In 2018, Ingram didn’t receive any equity awards, which make up the biggest chunk of many executives’ compensation. That’s because the performance-based option award he got in 2017 as part of his welcome-aboard package covered all equity awards for the first five years of his employment. Ingram’s total stock awards in 2017 amounted to $56.1 million. Divided evenly across five years, omitting fluctuations in Sarepta’s stock price, his 2018 pay would be around $12.6 million.
Nevertheless, Sarepta employees saw their median pay jump nearly 30% in 2018, to $329,229, putting them at No.1 on our employee pay ranking. It came as Ingram declined a base salary increase even though the board had planned one considering his “exceptional performance,” the company said in a proxy filing.
As of the end of 2018, Sarepta had 499 employees, including 255 working in R&D and 48 in sales. The company’s total headcount is now tracking to about 900 by the end of 2019, Ingram told investors during the firm’s second-quarter earnings call in August. These staffers are spread across its offices in Massachusetts, Switzerland, Germany, France, Italy, Ireland, Sweden, the U.K., Brazil and Japan.
Last year, The Boston Globe named Sarepta as a top place to work in Massachusetts among 36 organizations with between 250 and 999 employees. The award was based on employee surveys on the companies’ management, pay and benefits, etc. In its annual securities filing, Sarepta describes its culture as “based on bias to action, a self-starter mentality, smart and appropriate risk-taking and high ethics.”
Product-wise, Sarepta is still a one-drug company. Last year, its Duchenne muscular dystrophy therapy Exondys 51 sold nearly $301 million, almost double its tally the previous year. It was a good rally considering the controversies around its price and efficacy.
However, the EMA gave the exon-skipping drug a thumbs-down last year. The European reviewers were skeptical about the small size of the study Sarepta used in its application, and about how the drug’s dystrophin production improvement could translate into lasting clinical benefit: Exondys 51 didn’t help phase 2 trial patients do better in the six-minute walk test. In fact, the same concerns were raised within the FDA in the agency’s much-debated approval back in 2016.

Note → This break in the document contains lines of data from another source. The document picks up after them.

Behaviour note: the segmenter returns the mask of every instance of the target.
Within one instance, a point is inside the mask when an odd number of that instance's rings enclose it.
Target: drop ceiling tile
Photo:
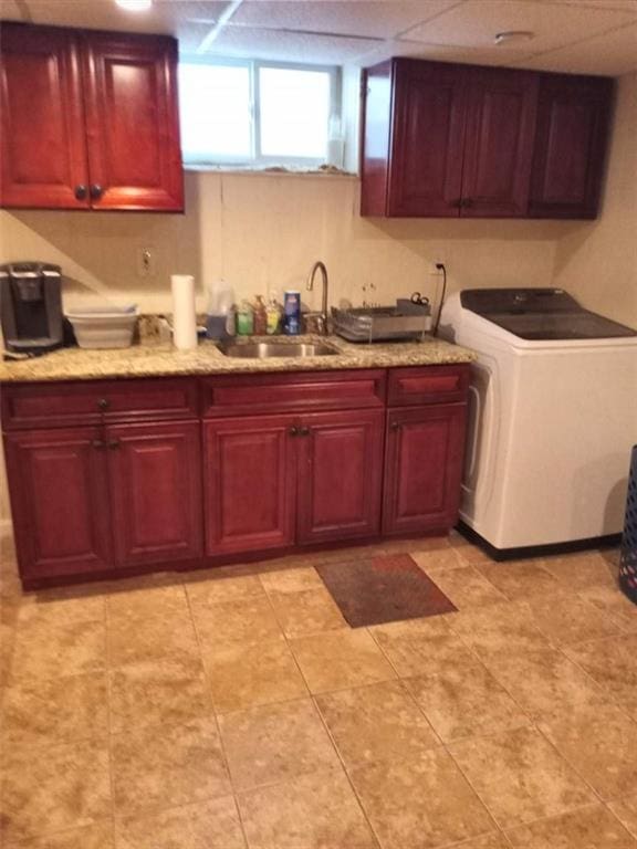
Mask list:
[[[387,39],[436,18],[459,0],[368,2],[367,0],[244,0],[233,24]]]
[[[515,63],[541,71],[620,76],[637,71],[637,24]]]
[[[334,38],[249,27],[224,27],[205,55],[271,59],[310,64],[349,64],[377,43],[369,39]]]
[[[126,12],[113,0],[25,0],[33,23],[180,36],[195,25],[206,32],[230,6],[229,0],[155,0],[147,12]]]
[[[497,48],[471,49],[446,44],[424,44],[421,41],[386,41],[368,53],[357,56],[354,64],[369,67],[391,56],[408,59],[428,59],[431,62],[461,62],[474,65],[505,65],[511,63],[511,55]],[[529,54],[525,56],[530,57]]]
[[[488,48],[498,32],[531,30],[531,42],[499,46],[512,57],[540,53],[572,44],[634,21],[634,15],[572,3],[528,2],[526,0],[467,0],[448,12],[405,33],[409,41]]]

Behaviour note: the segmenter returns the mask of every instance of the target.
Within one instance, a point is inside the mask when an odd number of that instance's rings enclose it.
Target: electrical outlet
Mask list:
[[[153,248],[137,248],[136,262],[138,277],[155,276],[157,266],[155,263],[155,250]]]

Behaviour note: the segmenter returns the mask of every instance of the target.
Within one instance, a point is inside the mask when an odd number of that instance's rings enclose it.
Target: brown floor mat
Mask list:
[[[323,563],[315,568],[353,628],[457,610],[408,554]]]

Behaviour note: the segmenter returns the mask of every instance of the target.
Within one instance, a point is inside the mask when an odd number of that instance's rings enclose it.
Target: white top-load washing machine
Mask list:
[[[560,289],[466,290],[440,335],[472,348],[461,520],[507,552],[622,532],[637,333]]]

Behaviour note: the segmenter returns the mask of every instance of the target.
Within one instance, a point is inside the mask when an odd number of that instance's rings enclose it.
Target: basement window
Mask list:
[[[258,61],[179,64],[186,166],[342,166],[337,67]]]

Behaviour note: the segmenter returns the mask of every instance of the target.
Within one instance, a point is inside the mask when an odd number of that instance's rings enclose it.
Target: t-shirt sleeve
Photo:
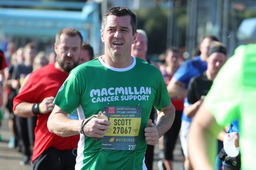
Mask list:
[[[218,73],[204,103],[217,123],[225,127],[237,118],[241,99],[241,56],[230,58]]]
[[[68,78],[60,88],[53,103],[63,111],[72,114],[79,106],[79,91],[78,80],[76,74],[70,72]]]
[[[161,72],[158,75],[158,86],[156,91],[154,106],[158,110],[161,111],[163,107],[168,106],[171,103],[171,99],[167,91],[164,81]]]
[[[189,66],[188,61],[183,62],[181,66],[174,73],[173,78],[178,81],[184,82],[188,79],[188,76],[189,75]]]
[[[196,98],[195,93],[196,90],[195,77],[193,77],[192,79],[191,79],[188,88],[188,102],[190,104],[193,104],[198,100]]]

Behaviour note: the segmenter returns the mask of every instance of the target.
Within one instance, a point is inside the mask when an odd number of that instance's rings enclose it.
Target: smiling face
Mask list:
[[[108,16],[100,34],[105,45],[105,56],[113,59],[131,57],[131,45],[136,36],[132,35],[131,16]]]
[[[78,35],[70,36],[62,34],[60,42],[54,45],[54,49],[56,61],[63,71],[69,72],[79,65],[81,40]]]

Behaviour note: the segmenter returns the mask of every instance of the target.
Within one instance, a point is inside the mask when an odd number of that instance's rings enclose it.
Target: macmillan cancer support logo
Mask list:
[[[108,112],[109,114],[115,114],[115,108],[114,107],[108,108]]]
[[[116,101],[148,101],[150,87],[115,87],[92,89],[90,93],[93,103]]]

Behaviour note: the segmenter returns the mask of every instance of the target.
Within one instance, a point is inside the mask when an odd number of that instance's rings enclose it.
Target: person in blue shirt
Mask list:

Then earlier this year, increasingly influential drug cost watchdog the Institute for Clinical and Economic Review put out an analysis that ruled Exondys 51 too pricey “even with assuming extremely favorable treatment effects that are not credible given clinical experience.” In response, Sarepta called ICER’s methodology “fatally flawed” because it doesn’t apply to treatment for serious rare diseases such as DMD.
Exondys 51 could see some competition, though several of its potential rivals have their own problems. Pfizer, for example, recently stopped dosing of its DMD gene therapy PF-06939926 after one of the first six people to receive the treatment in a phase 1b study was hospitalized with acute renal injury.
Looking to expand its RNA offerings, Sarepta recently suffered a setback with an FDA complete response letter for golodirsen, which is designed for DMD patients who have genetic mutations subject to skipping exon 53. It’s also preparing to file an application for casimersen soon, with eyes on a 2020 approval.
Also building out its own gene therapy arsenal, Sarepta recently bought out former partner Myonexus along with its five gene therapies for limb-girdle muscular dystrophy. Several gene therapies are also under development either in house or via licensing for DMD, Pompe disease and others.
One of those candidates just triggered an alarm after a mistakenly filed entry in the FDA’s adverse events reporting system revealed that a clinical trial participant was hospitalized with rhabdomyolysis. Because the trial is blinded, there was no telling whether the patient had received the experimental gene therapy or placebo, Sarepta has said.